Après le siège de 1870, prudemment, l’on enveloppa Paris dans un immense réseau d’infranchissables forts ; mais ne serait-il pas indispensable aussi de l’entourer d’une ceinture de prières, de bastionner ses alentours de maisons conventuelles, d’édifier, partout, dans sa banlieue, des monastères de Clarisses, de Carmélites, de Bénédictines du Saint-Sacrement, des monastères qui seraient, en quelque sorte, de puissantes citadelles destinées à arrêter la marche en avant des armées du mal ?

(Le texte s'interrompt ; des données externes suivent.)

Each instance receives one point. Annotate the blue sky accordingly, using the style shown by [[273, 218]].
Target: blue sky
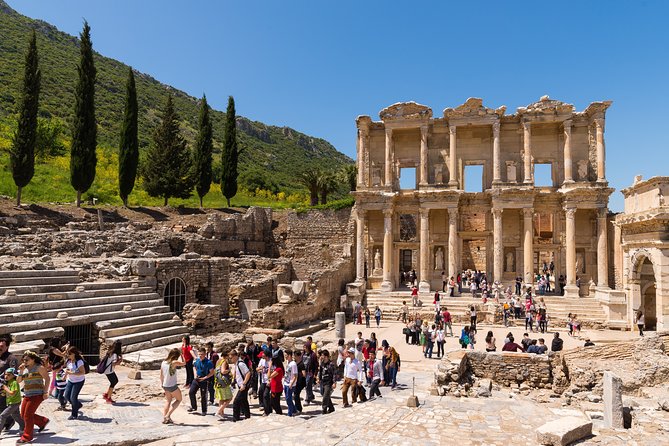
[[315, 66]]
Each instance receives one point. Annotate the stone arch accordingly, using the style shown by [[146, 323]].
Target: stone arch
[[174, 295]]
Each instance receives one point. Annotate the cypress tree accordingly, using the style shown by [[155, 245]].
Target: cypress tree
[[202, 155], [128, 156], [83, 158], [167, 170], [230, 154], [22, 153]]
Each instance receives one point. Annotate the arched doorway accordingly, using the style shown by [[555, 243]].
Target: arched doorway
[[175, 295]]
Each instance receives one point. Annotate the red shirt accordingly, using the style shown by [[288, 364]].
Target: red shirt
[[276, 383]]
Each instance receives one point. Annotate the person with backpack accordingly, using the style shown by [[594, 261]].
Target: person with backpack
[[106, 367], [75, 370], [240, 403], [222, 385]]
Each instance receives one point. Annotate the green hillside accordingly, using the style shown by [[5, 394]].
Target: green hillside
[[273, 153]]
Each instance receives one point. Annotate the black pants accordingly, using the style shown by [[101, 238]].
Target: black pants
[[275, 400], [241, 405], [203, 387], [327, 405]]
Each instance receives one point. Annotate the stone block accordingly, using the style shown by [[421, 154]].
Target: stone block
[[613, 401], [564, 431]]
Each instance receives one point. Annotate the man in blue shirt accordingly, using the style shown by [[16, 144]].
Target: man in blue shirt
[[204, 370]]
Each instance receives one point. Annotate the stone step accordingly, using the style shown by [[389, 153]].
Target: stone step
[[139, 328], [114, 316], [89, 311], [39, 334], [37, 281], [57, 288], [65, 295], [22, 273], [67, 304], [145, 336]]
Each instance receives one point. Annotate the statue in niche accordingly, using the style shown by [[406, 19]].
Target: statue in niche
[[509, 263], [439, 259], [582, 170], [511, 171]]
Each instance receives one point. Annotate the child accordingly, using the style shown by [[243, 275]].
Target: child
[[13, 398]]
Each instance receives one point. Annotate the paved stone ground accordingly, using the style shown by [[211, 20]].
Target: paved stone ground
[[506, 418]]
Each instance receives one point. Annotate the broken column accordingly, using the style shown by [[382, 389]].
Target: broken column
[[613, 401]]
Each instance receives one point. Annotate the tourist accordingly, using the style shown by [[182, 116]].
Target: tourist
[[240, 403], [490, 342], [377, 316], [276, 383], [75, 372], [223, 385], [440, 338], [327, 381], [168, 380], [351, 368], [35, 379], [7, 361], [187, 357], [10, 388], [204, 371], [556, 345], [511, 346], [111, 360], [640, 321]]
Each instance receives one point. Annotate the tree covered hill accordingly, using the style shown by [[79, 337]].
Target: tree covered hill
[[274, 154]]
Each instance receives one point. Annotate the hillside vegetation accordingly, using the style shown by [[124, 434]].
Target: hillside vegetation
[[270, 156]]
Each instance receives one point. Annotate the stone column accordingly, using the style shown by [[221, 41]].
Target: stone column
[[498, 249], [528, 248], [496, 162], [387, 284], [602, 249], [452, 241], [424, 282], [424, 179], [570, 234], [599, 125], [527, 153], [453, 158], [360, 246], [388, 180], [568, 173]]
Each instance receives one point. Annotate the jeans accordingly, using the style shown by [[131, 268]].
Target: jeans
[[288, 393], [72, 395], [240, 404], [203, 387], [327, 405]]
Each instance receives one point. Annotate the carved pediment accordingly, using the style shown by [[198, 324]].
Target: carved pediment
[[405, 110], [473, 107]]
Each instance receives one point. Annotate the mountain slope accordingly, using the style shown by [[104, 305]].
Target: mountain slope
[[277, 153]]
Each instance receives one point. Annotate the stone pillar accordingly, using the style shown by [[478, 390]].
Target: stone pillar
[[570, 234], [602, 249], [424, 282], [527, 153], [387, 284], [498, 249], [568, 172], [360, 246], [528, 248], [424, 179], [496, 162], [599, 125], [452, 241], [453, 158], [388, 180]]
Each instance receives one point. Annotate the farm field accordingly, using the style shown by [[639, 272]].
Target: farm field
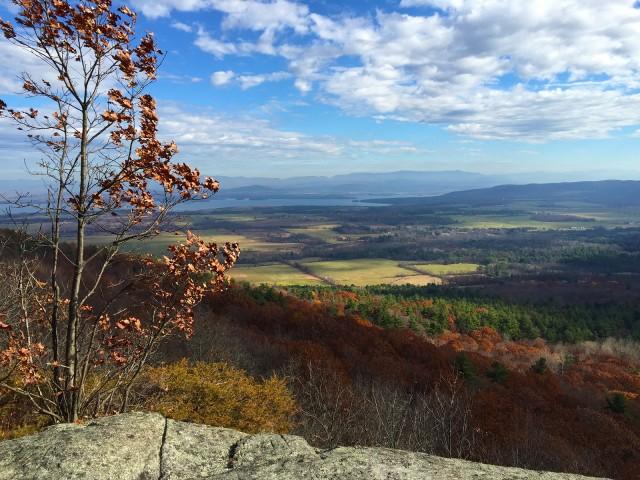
[[446, 269], [363, 272], [158, 245], [280, 274]]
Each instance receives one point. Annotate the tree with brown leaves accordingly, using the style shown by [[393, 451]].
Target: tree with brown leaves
[[106, 172]]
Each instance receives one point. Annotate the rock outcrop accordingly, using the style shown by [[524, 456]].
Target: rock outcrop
[[144, 446]]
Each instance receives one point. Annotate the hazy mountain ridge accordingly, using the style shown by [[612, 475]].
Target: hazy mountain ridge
[[617, 193]]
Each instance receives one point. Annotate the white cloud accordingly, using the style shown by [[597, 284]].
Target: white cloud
[[245, 82], [182, 27], [222, 77], [215, 142], [510, 69]]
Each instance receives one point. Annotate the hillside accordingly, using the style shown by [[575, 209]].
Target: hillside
[[612, 193], [145, 446]]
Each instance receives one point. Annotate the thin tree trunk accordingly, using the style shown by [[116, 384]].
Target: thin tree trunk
[[72, 388]]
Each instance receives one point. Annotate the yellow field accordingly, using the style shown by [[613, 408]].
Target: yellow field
[[272, 274], [446, 269], [363, 272], [158, 245], [323, 232]]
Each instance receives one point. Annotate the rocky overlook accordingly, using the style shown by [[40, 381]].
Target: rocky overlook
[[144, 446]]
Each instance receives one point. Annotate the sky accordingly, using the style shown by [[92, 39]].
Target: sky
[[322, 87]]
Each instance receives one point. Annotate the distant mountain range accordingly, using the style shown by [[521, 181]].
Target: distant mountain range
[[612, 193], [406, 187]]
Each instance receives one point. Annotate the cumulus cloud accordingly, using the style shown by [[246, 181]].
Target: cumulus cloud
[[182, 27], [222, 77], [503, 69], [205, 137]]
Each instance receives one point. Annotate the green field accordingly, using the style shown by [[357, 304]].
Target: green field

— Certes, les villes auraient grand besoin d’être garanties des invasions infernales par un cordon sanitaire d’ordres… mais, voyons, monsieur, je ne veux point vous priver d’un repos utile ; je vous joindrai, demain, avant que vous ne quittiez notre solitude ; je tiens cependant à vous affirmer dès maintenant que vous ne comptez ici que des amis et que vous y serez toujours le bienvenu. J’espère que, de votre côté, vous ne garderez pas un mauvais souvenir de notre pauvre hospitalité et que vous nous le prouverez, en revenant nous voir.

Ils étaient arrivés, tout en bavardant, devant l’hôtellerie.

Le père serra les mains de Durtal, et il gravit lentement le perron, balayant de sa robe la poussière argentée des marches, montant, tout blanc, dans un rayon de lune.